Il rischio è quello di una «guerra totale». Lo grida la Turchia, lo teme l’Occidente. Nel subcontinente indiano è (ri)esploso un conflitto che sta catalizzando l’attenzione internazionale. E ciò accade proprio nelle ore in cui a Roma, nella città del Vaticano, il Conclave è chiamato a eleggere il nuovo Papa, che – è stato auspicato in modo corale – sappia essere portavoce di un forte messaggio di pace. Tra India e Pakistan, due potenze nucleari storicamente rivali, si è riacceso lo scontro. Ieri notte il Governo indiano del premier Narendra Modi ha aggredito il Pakistan con attacchi missilistici contro nove siti che ospitano infrastrutture terroristiche: il bilancio delle vittime è impietoso, oltre trenta morti.
È la risposta all’attacco del 22 aprile nel Kashmir indiano nel quale hanno perso la vita 28 turisti indiani; quell’attacco è stato firmato da miliziani (il gruppo The Resistance Front, affiliato a Lashkar-e-Taiba ha rivendicato l’attentato) che, secondo Nuova Delhi, sarebbero sostenuti dal Pakistan. La reazione di Islamabad non si è fatta attendere: Il consiglio di ha reso noto che le forze armate del Pakistan «hanno difeso con risolutezza l’integrità territoriale del Pakistan, compreso l’Azad Jammu e Kashmir, dall’aggressione indiana, abbattendo nel frattempo cinque aerei da combattimento e velivoli senza pilota indiani», ed ha anticipato di riservarsi il diritto di rispondere, per legittima difesa, nel momento, nel luogo e nei modi che riterrà opportuni.
Il Consiglio di sicurezza nazionale del Pakistan, riunitosi oggi sotto la presidenza del primo ministro, Shehbaz Sharif, ha condannato gli «atti illegali» dell’India come «violazioni della sovranità e dell’integrità territoriale del Pakistan, che costituiscono palesemente atti di guerra ai sensi del diritto internazionale». Secondo il Consiglio, «il deliberato attacco ai civili, comprese donne e bambini innocenti, da parte dell’esercito indiano costituisce un crimine odioso e vergognoso, che viola tutte le norme di comportamento umano e le disposizioni del diritto internazionale». Il Pakistan ha respinto con fermezza le accuse indiane sulla presenza di campi terroristici sul suo territorio.
Il rischio di una guerra è altissimo, anche alla luce della conflittualità tra i due Paesi che dura da 70 anni.

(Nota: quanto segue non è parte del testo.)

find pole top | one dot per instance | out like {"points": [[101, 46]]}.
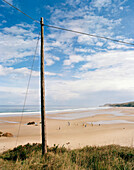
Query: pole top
{"points": [[41, 22]]}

E il timore di un conflitto nucleare anche. Secondo le stime del Sipri (Stockholm International Peace Research Institute), l’India ha circa 160 testate, il Pakistan ne conta 170.Le dichiarazioni che arrivano dal resto del mondo denunciano una forte preoccupazione. «L’attacco compiuto dall’India ieri sera ha creato il rischio di una guerra totale. Condanniamo tali azioni provocatorie e attacchi contro i civili e le infrastrutture civili», ha affermato il ministero degli Esteri turco. Il ministro ha esortato le parti «ad agire con buon senso» e ad adottare misure per ridurre le tensioni. «Sosteniamo la richiesta del Pakistan di avviare un’indagine sull’attacco terroristico del 22 aprile», si legge nella nota.
Sulla stessa scia il portavoce della Commissione Ue, Anouar El Anouni, nel corso dell’incontro quotidiano con la stampa: «L’Ue condanna il terrorismo in tutte le sue forme e manifestazioni. I responsabili devono essere assicurati alla giustizia. L’Alta Rappresentante lo ha sottolineato nei suoi recenti colloqui con le controparti indiana e pakistana. Esortiamo entrambe le parti a dar prova di moderazione e ad adottare misure immediate per favorire la de-escalation. L’Ue ricorda la necessità di una soluzione pacifica, negoziata, reciprocamente concordata e duratura al conflitto». Anche l’Iran ha rivolto un messaggio a India e Pakistan, invitandole a «esercitare moderazione» ed evitare una ulteriore escalation.